Legal wrangles have obviously not prevented the band from performing it or turned people away from watching the spectacle unfold on stage. 

“It hasn’t stopped people coming out to witness us play Cruelty and the Beast live,” Dani says. “It hasn’t stopped us really enjoying the experience, because it did seem like a big mountain to climb, to play an album in full was difficult to perform in 1998, and play in full twenty years later. It’s gone so well everywhere we’ve played it, and I hope that Australia can warm to the spirit of the album too.”

Cruelty’s theme was based on the legend of 16th Century mass murderer Countess Elizabeth Bathory, whose deeds of unmitigated evil have provided endless inspiration to the metal community.
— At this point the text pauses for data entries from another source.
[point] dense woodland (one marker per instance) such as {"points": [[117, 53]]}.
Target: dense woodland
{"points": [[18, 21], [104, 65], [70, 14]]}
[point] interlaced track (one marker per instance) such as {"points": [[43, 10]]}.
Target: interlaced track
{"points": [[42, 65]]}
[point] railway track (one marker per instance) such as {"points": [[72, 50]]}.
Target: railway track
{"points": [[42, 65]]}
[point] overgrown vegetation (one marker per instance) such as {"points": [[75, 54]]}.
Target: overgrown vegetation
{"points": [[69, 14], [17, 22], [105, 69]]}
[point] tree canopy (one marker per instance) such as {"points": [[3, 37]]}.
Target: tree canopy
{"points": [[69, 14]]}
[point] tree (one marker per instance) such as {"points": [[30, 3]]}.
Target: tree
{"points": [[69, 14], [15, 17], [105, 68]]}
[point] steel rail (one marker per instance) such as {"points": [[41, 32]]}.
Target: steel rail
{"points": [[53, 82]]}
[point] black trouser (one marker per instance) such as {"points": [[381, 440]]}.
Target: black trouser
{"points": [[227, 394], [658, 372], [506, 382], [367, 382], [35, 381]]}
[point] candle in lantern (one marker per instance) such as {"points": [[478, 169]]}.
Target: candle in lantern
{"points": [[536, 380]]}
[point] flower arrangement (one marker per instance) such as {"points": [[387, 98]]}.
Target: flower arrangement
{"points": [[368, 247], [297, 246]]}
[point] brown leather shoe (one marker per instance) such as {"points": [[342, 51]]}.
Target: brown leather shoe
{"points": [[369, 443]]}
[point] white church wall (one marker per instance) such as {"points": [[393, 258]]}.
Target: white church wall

The concept began as a single song, ‘Cruelty Brought Thee Orchids’, but soon became an entire suite as Filth grew more enamoured with the idea. 

“I thought if you can extend it into three songs, you might as well extend it into a whole album,” he recalls. “It just took off from there. It was something that grew naturally from first thinking of an idea to the finished, grand over-arcing theme.”

Several tracks have featured in Cradle’s set over the years, but Dani highlights a couple that he believes really stand out.

“‘Desire in Violent Overture’ and ‘Bathory Aria’. ‘Bathory Aria’’s always been one. It’s one of my favourite tracks anyway. It’s along track and it’s in three parts and we play it well live and it comes across well. And ‘Desire’ is just an all-out balls-to-the-wall heavy metal song. Really fast and fun to play.”

Performing classic albums in full has become de rigueur with many artists across the musical world over the last few years, some less successfully than others. Cruelty and the Beast will keep Cradle of Filth on stage for just over an hour, before they return with a second act. Dani Filth wants to ensure that his crowd gets to see them perform other favourites they may have lest they come away with some disappointment.

“The thing is, I went to see Maiden on their tour for A Matter of Life and Death, and I was like … well I was so happy that they played some other songs at the end, because you know, well, A Matter of Life and Death has got some good songs…” He lets his thoughts trail away meaningfully. “We like picking things to play that the fans have never heard before, and we do like a list of ones that we’re going to tackle on the next outing. It’s quite exciting, having the ability to do that. We try and shy away from the usual, where people go, ‘Oh, OK, we’ve already seen that.’”

Until the legal avenues are cleared for the remaster, seeing Cruelty live on stage might be the closest anyone gets to hearing a new version of the album. While that may be some time off depending on the complexities of the case, a new Cradle of Filth album is just over a year away. The band has songs and ideas on the boil. All they need now is time to put them together.

“We’re now collating our ideas and we’ve got some songs written, but we need to extricate ourselves from the live arena and get back to concentrating, as a band, as a unit, on the tracks that we’ve got written. We’ve got a lot of pressure on us because we’ve got new management, we’ve got a lot of good people working for us that we’ve built up, new booking agent…. New things put into place for the next record. All that’s left is to deliver it. So we’ll retreat from the public eye for a while. I’ll hibernate, go into my house and get totally immersed in the record and soon as I’ve got the bit between my teeth, it’s hard to shake it off.”